In so many ways, the story of Uncle Tupelo is the same do-it-yourself rock 'n' roll tale that has played out countless times in American life over the last half-century. It's about growing up in a dreary small town (Belleville, Ill.), and grabbing on to music like a life raft. In the heart of REO Speedwagon country, Tweedy was a teenage Ramones fan while Farrar worshiped the Sex Pistols. "It [was] like the two visitors from Mars," said Farrar. "We felt like the only two people listening to that type of music."
So the guys start a band (picking the name by randomly selecting one noun each from separate columns of possibilities scribbled on a legal pad), win a local following (in this case at a little St. Louis club called Cicero's), meet up with a horned-rim-glasses-wearing record-store owner who, despite having no experience in management, agrees to help them chart a path in the industry. They make a record in 10 days for $3,500, and then tour cross-country -- surviving on revenues from T-shirt sales, not tickets or records -- in a 1970 Ford Econoline van that was eventually traded in for $50.
The band paid its dues. "They were touring their asses off," recalls Jeff Pachman, who signed the little-known band to Rockville Records. "There wasn't even time to do laundry. So you'd see, Day 1, T-shirt with logo on the font; Day 2, same T-shirt with logo on the back; Day 3, same T-shirt with logo inside out. They were drunk when they played the Continental [in New York] -- Jeff fell off the stage and onto a table -- and they were great. I hadn't had my socks blown off by a band like that since the first time I saw the Replacements."
And just to complete the American music-industry fable, Uncle Tupelo got screwed over by its record company. Much to embarrassment of Pachman, his bosses at Rockville Records, which sold more than 200,000 copies of Uncle Tupelo's first three albums -- a killing for a small indie label -- never paid the band a penny in royalties. (In 2003, Farrar and Tweedy won an undisclosed court settlement.)
But what separated Uncle Tupelo from the majority of basement bands who give it a shot was that Farrar and Tweedy created something entirely original and compelling. In the mid-'80s, when they started out, and when rock's elite were still focused on the Clash's London and the Talking Heads' East Village, nothing could have been less cool than covering old Carter Family songs, welcoming a steel guitar, and doing it all without a hint of irony. But Uncle Tupelo didn't cradle its throwback sound with reverential nostalgic care. The band's signature start-stop crunch had more in common with the Pixies than the Louvin Brothers.

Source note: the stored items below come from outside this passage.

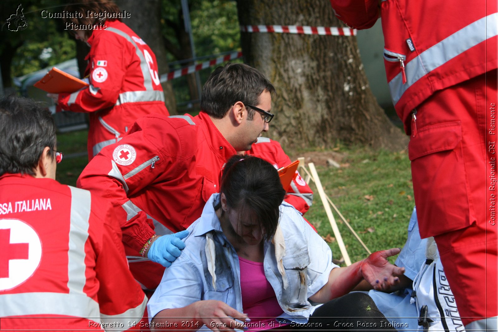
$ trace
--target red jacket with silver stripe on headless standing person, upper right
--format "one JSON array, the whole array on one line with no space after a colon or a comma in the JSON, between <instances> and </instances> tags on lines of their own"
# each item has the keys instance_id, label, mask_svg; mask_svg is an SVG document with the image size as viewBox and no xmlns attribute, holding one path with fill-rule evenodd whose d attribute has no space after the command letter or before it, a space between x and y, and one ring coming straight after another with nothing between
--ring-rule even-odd
<instances>
[{"instance_id":1,"label":"red jacket with silver stripe on headless standing person, upper right","mask_svg":"<svg viewBox=\"0 0 498 332\"><path fill-rule=\"evenodd\" d=\"M373 26L380 13L387 82L408 134L412 110L435 91L498 68L496 1L331 3L336 16L357 29Z\"/></svg>"}]
</instances>

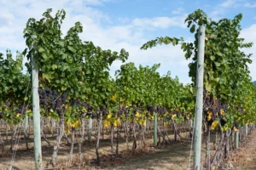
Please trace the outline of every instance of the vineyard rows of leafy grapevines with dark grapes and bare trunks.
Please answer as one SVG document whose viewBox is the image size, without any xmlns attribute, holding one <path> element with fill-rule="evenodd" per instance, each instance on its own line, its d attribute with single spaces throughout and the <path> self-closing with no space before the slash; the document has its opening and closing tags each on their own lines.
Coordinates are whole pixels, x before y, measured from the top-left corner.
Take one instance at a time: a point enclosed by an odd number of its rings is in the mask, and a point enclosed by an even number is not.
<svg viewBox="0 0 256 170">
<path fill-rule="evenodd" d="M 14 56 L 7 50 L 0 54 L 0 156 L 8 162 L 0 161 L 0 165 L 5 168 L 19 169 L 15 160 L 22 160 L 21 153 L 27 150 L 38 153 L 33 162 L 36 169 L 100 168 L 107 161 L 117 164 L 124 157 L 173 144 L 181 150 L 179 144 L 188 144 L 190 150 L 201 26 L 205 26 L 201 166 L 207 170 L 220 167 L 253 132 L 256 86 L 247 66 L 252 54 L 242 51 L 253 43 L 240 37 L 241 14 L 233 20 L 214 21 L 198 9 L 185 20 L 194 42 L 157 37 L 142 45 L 142 50 L 154 50 L 157 45 L 181 47 L 191 61 L 192 83 L 184 85 L 170 71 L 160 75 L 160 64 L 137 67 L 127 63 L 125 49 L 118 53 L 83 42 L 79 22 L 63 35 L 66 12 L 51 13 L 47 9 L 41 20 L 27 21 L 27 48 L 22 53 Z M 117 60 L 124 64 L 110 77 L 110 66 Z M 38 98 L 38 107 L 33 98 Z M 32 123 L 37 110 L 39 121 Z M 40 145 L 36 145 L 37 138 Z M 193 166 L 192 157 L 190 151 L 182 169 Z"/>
</svg>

Farrar and Tweed made for an usual rock pairing, in that both were withdrawn and, during the Uncle Tupelo days, they often appeared uneasy -- certainly overly earnest -- onstage, where shoe-gazing was the norm. Musically, Tweedy provided the group's small bouts of buoyancy, while Farrar filled the role of "Grapes of Wrath"-type brooder. Buddy Brian Henneman, the talented front man for the Bottle Rockets, calls Farrar "the griever, a young man who wore an old man's scars." As Kot notes, it was the griever's voice -- that once-in-a-lifetime voice -- that gave Uncle Tupelo the "blue-eyed soul heaviness," and demanded that attention be paid from the first note of "Graveyard Shift," the opening track on "No Depression." (When the band split, Farrar founded Son Volt, whose stunning debut, 1995's "Trace," still stands as the quintessential alt-country record. Farrar, however, has not been able to sustain that quality over the years.)
Today, Tweedy looks back and dismisses a lot of the mythology and "revisionist history" that's been built up around a band that put out only four records. He's right; Uncle Tupelo was overrated. The band made just one truly great album, 1993's "Anodyne," whose stellar wall-of-guitar tracks like "The Long Cut" and "We've Been Had" still stand alongside anything Pearl Jam, Nirvana or the Smashing Pumpkins did in terms of rock's great rallying cries of the '90s.
Still, by the time of "Anodyne's" release, Farrar and Tweedy's relationship, surprisingly distant even during the good times, became increasingly strained as Tweedy began to write and sing more of the band's songs. In the liner notes for 2002's retrospective, "Uncle Tupelo: An Anthology," Tweedy, retracing his progressively prominent role in the band, mentioned that Farrar "encouraged" him to sing songs. Then Tweedy corrected himself, conceding that Farrar had simply refused to sing any of Tweedy's songs, so he had to do it himself.